Comment faire pour éviter que l’ubérisation déchire le tissu social? | Alexandr Trubetskoy via Flickr CC License by

Comment faire pour éviter que l’ubérisation déchire le tissu social? | Alexandr Trubetskoy via Flickr CC License by

Les plateformes collaboratives sont des outils de la révolution numérique mis au service de l’économie du partage.
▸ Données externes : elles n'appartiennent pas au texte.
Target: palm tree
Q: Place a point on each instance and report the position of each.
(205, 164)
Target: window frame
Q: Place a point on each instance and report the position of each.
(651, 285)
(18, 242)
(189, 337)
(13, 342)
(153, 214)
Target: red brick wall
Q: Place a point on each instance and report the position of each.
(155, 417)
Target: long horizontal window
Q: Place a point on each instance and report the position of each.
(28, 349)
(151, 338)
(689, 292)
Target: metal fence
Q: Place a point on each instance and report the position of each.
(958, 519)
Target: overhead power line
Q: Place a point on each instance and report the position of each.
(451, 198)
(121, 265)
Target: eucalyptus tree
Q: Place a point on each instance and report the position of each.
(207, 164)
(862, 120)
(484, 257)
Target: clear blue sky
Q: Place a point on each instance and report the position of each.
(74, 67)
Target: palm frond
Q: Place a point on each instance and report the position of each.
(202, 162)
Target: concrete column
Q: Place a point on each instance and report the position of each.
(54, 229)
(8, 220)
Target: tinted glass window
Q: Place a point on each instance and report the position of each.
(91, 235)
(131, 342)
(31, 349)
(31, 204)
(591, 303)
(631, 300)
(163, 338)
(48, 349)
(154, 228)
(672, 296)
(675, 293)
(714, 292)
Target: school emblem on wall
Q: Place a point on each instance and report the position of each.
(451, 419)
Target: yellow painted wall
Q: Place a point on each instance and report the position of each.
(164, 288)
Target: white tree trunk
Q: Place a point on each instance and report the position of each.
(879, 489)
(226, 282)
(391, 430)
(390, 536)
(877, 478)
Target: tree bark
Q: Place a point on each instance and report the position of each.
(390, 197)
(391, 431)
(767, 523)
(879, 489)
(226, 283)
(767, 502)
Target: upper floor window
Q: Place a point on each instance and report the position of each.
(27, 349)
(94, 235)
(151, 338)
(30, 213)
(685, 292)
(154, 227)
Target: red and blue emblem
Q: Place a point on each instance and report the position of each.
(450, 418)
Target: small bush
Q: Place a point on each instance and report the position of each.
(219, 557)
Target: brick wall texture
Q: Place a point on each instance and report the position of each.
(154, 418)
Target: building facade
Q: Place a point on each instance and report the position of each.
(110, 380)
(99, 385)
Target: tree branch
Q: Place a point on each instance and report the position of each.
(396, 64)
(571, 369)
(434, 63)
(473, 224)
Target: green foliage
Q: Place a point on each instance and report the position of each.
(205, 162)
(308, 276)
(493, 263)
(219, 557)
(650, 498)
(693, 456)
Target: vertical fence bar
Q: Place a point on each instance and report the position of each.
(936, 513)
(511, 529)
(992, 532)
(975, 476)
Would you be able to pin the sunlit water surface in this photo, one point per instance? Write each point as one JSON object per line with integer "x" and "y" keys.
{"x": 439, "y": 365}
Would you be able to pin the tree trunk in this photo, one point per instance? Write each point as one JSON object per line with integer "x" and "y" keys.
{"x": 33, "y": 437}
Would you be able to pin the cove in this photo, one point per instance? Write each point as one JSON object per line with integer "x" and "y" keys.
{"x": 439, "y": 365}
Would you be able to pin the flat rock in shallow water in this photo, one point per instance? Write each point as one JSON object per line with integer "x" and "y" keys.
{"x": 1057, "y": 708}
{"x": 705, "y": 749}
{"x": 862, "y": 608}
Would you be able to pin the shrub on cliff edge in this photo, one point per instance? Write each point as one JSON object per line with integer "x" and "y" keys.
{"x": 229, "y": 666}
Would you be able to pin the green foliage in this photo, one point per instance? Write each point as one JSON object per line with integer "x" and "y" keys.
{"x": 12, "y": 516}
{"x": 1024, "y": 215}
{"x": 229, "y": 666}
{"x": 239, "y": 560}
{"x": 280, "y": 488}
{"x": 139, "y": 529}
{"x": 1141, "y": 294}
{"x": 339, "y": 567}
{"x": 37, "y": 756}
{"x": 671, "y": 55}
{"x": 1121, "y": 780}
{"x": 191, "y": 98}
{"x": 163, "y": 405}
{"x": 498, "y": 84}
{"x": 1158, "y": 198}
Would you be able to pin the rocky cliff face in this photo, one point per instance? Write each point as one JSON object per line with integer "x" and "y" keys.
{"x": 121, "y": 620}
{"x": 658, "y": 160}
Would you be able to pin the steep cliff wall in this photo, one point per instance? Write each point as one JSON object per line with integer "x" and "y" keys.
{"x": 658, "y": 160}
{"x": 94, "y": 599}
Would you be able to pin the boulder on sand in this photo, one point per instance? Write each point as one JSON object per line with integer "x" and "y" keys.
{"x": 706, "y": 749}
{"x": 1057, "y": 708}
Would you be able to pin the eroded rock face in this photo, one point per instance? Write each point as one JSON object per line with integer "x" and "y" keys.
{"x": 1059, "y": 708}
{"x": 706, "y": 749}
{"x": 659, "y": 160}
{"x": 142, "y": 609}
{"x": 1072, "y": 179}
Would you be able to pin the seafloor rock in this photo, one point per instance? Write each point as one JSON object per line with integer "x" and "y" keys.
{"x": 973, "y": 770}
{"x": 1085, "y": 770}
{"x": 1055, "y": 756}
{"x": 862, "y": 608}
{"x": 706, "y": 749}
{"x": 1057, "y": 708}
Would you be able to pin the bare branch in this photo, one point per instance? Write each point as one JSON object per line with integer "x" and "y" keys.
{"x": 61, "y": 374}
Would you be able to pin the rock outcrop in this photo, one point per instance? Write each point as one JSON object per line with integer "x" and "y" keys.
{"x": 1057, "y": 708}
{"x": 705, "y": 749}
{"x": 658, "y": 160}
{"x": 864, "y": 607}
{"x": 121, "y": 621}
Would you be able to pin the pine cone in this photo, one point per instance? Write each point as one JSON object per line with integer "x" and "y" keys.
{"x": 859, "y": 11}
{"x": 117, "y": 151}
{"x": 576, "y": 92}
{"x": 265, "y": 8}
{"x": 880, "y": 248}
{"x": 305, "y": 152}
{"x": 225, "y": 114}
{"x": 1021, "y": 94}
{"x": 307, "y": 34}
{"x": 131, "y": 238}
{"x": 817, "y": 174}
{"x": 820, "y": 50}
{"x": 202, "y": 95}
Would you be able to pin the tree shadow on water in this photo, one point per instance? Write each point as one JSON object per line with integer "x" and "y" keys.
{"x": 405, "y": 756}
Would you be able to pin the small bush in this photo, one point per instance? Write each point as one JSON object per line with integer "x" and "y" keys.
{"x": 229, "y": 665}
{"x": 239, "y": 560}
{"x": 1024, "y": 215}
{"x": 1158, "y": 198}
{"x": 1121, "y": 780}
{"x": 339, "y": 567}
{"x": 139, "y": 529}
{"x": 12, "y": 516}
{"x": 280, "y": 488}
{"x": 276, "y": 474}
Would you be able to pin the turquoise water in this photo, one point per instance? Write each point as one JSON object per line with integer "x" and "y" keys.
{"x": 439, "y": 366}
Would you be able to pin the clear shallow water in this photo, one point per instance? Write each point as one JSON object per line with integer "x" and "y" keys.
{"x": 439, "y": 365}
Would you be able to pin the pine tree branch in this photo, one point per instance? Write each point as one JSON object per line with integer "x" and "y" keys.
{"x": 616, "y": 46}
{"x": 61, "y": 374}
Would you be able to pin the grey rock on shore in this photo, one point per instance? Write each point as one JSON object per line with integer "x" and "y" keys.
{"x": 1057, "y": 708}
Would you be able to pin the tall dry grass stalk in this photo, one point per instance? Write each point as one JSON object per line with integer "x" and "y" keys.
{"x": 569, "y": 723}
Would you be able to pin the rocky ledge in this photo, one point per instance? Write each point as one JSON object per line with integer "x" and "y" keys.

Mais un modèle économique dépend de l’utilisation de l’outil.

Les chauffeurs Uber en colère en font l’expérience: le modèle économique développé par l’entreprise californienne n’est pas fondé sur le partage, mais sur la précarisation.

Pour concurrencer les taxis en utilisant la plateforme technologique qui permet aux clients de se mettre en relation avec les chauffeurs de VTC, ceux-ci acceptent qu’Uber prélève une commission de 20% sur le prix de leurs courses… sans avoir la liberté de fixer leurs tarifs et en héritant de toutes les contraintes.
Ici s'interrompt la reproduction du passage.